Las hojas son las encargadas de captar la energía lumínica y utilizarla para metabolizar los nutrientes absorbidos por las raíces. Durante la floración las plantas necesitan toda la energía posible para expresar su máximo potencial.

2. Mantener una humedad relativa en torno al 45%

Un exceso de humedad puede causar la aparición de hongos como la botrytis o el oídio, capaces de podrir los cogollos y arruinar todo el cultivo. Existen diferentes tipos de deshumidificadores muy útiles para reducir la humedad ambiental.

3. Utilizar siempre sistemas de eliminación de olores

Los filtros de carbón, los equipos generadores de ozono, así como los neutralizadores de olor, son algunas de las mejores opciones, para no llamar la atención de los vecinos con el potente olor del cannabis en floración. La renovación del aire es indispensable para el buen desarrollo de las plantas.

4. Un aporte extra de CO2 incrementa la producción

Las plantas “respiran” el CO2 ambiental imprescindible para realizar el proceso de la fotosíntesis y transformar los nutrientes en formas asimilables. Durante la etapa de floración, este consumo energético es mucho mayor, pues se está dedicando a formar y engordar gran cantidad de frutos. Se pueden encontrar equipos generadores de CO2 para cultivos en los grow shops especializados.

5. Evita el exceso de nutrientes y la sobrefertilización

La sobrefertilización puede causar daños en las plantas, perjudicando su salud hasta llegar a detener el crecimiento, e incluso la muerte de la planta. Es importante corregir siempre el pH y medir la electroconductividad del agua de riego, para no correr este riesgo.

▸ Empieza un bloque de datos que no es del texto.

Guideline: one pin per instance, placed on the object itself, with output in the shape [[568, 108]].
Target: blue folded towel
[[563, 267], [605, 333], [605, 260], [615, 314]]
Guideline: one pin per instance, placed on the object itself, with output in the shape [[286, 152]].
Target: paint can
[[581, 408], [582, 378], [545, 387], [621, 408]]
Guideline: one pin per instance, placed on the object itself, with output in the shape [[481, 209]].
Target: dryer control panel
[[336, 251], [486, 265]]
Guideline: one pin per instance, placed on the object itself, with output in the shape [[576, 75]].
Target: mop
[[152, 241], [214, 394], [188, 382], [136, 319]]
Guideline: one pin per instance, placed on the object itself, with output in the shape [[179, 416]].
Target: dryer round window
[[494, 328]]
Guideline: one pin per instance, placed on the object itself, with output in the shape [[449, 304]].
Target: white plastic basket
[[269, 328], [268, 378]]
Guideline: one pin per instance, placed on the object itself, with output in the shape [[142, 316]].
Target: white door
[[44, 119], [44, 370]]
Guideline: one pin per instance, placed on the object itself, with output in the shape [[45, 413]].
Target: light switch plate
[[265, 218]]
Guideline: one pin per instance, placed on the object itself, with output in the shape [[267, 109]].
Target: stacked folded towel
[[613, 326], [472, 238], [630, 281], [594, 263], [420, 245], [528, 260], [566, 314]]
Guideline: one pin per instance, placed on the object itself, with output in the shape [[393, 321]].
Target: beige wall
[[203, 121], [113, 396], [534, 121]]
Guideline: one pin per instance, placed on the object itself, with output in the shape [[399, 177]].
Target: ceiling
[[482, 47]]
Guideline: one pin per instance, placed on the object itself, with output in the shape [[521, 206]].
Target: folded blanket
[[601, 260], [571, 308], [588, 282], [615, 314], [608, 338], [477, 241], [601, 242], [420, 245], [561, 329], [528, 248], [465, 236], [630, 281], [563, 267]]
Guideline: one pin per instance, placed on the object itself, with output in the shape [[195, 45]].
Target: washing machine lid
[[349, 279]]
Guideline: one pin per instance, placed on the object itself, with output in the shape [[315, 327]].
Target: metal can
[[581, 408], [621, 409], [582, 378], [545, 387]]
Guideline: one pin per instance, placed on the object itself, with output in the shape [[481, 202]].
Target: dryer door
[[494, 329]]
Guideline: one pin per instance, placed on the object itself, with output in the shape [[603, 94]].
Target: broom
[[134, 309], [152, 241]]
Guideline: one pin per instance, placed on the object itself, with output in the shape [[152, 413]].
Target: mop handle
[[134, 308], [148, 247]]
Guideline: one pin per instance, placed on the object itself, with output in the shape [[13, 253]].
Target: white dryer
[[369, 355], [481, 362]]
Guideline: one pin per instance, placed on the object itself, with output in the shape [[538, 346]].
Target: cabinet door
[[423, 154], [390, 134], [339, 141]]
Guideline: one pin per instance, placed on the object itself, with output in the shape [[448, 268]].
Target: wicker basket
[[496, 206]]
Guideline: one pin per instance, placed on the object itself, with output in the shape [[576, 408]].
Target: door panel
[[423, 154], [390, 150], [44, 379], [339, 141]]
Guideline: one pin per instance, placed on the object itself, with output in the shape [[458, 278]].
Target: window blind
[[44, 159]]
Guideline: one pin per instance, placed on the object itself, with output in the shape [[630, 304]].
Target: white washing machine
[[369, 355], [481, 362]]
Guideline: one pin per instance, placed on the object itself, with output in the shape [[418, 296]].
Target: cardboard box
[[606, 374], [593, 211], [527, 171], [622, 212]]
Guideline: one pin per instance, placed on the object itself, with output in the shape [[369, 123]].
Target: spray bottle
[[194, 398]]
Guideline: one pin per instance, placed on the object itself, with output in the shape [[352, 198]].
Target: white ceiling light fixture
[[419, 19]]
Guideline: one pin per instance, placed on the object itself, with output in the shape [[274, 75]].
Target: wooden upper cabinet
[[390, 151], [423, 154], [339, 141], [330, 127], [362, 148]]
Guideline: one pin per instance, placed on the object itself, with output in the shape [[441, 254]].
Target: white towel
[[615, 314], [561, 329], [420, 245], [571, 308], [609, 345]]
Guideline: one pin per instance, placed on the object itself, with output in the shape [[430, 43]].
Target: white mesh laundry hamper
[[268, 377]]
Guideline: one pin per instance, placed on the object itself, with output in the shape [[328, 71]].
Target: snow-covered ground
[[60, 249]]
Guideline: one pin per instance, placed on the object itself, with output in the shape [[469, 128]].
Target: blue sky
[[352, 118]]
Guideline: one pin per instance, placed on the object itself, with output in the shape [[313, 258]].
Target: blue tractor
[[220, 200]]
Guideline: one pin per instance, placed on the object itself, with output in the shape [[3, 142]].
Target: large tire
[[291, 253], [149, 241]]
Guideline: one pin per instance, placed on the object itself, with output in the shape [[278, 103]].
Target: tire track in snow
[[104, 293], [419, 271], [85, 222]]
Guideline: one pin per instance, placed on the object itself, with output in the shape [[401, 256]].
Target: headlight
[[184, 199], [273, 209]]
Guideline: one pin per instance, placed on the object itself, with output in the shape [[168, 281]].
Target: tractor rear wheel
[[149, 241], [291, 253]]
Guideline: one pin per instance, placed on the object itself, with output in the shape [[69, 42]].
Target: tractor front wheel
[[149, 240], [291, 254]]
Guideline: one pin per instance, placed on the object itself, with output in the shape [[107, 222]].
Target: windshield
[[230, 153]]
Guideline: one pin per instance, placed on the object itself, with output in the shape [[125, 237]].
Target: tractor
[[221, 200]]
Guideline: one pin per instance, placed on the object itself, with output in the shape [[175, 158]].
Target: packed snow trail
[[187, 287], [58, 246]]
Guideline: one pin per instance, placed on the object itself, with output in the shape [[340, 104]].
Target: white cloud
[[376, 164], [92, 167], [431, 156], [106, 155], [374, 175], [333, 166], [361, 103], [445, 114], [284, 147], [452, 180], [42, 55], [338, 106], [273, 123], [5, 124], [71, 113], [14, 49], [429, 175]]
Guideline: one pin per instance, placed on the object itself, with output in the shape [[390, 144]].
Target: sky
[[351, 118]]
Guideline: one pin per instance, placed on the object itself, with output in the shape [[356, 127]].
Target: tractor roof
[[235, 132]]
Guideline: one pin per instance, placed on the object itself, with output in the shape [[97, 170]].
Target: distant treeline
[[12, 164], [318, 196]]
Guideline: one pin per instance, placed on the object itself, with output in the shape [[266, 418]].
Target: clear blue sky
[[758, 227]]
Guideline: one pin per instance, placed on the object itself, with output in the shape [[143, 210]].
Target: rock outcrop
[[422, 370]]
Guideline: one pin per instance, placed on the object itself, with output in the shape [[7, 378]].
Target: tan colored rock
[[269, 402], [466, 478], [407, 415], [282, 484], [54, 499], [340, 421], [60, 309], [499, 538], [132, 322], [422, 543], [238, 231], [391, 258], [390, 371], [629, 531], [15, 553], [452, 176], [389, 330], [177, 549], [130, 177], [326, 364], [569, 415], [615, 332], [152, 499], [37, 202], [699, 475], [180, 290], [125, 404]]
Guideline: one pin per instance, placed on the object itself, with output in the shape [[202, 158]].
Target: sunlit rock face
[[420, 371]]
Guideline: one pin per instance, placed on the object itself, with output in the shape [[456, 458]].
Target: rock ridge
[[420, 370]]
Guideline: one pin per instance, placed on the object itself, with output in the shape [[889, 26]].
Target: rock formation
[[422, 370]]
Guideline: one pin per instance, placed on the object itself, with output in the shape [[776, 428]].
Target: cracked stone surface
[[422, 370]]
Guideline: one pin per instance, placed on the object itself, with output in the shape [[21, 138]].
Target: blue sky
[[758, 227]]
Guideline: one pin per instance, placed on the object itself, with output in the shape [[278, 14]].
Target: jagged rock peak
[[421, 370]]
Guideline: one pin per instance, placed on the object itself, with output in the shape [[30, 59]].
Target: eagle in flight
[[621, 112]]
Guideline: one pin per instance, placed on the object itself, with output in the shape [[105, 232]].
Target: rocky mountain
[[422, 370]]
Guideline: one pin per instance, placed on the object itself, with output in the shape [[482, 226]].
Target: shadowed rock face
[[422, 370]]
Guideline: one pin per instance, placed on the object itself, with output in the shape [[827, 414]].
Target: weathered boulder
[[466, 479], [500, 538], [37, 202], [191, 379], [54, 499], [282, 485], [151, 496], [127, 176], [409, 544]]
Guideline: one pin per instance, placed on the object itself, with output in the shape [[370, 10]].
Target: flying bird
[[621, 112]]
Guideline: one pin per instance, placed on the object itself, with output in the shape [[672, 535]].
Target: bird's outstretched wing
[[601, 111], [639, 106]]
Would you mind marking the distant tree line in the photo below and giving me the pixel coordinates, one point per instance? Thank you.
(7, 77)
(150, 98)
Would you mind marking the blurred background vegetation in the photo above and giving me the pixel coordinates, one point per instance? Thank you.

6. Entutora las ramas con cogollos pesados para que no se doblen

Para ello podéis utilizar tutores o cañas de bambú o plástico, para mantener erguidas todas las ramas y bien orientadas hacia la fuente de luz. Las ramas recibirán más luz, al mismo tiempo que la planta no tendrá que destinar tanta energía a sostener el peso de las ramas y cogollos.

7. Evita la degradación de los terpenos por el calor excesivo

Aunque la marihuana es una planta que ama la luz intensa, cuando se cultiva en interior, debemos asegurarnos de que los focos estén a la suficiente distancia de la copa de las plantas, como para que no provoquen quemaduras. El exceso de calor durante la fase final de floración, degrada los tricomas, terpenos y ceras naturales de la marihuana, dando lugar a la pérdida de aroma y sabor de la cosecha.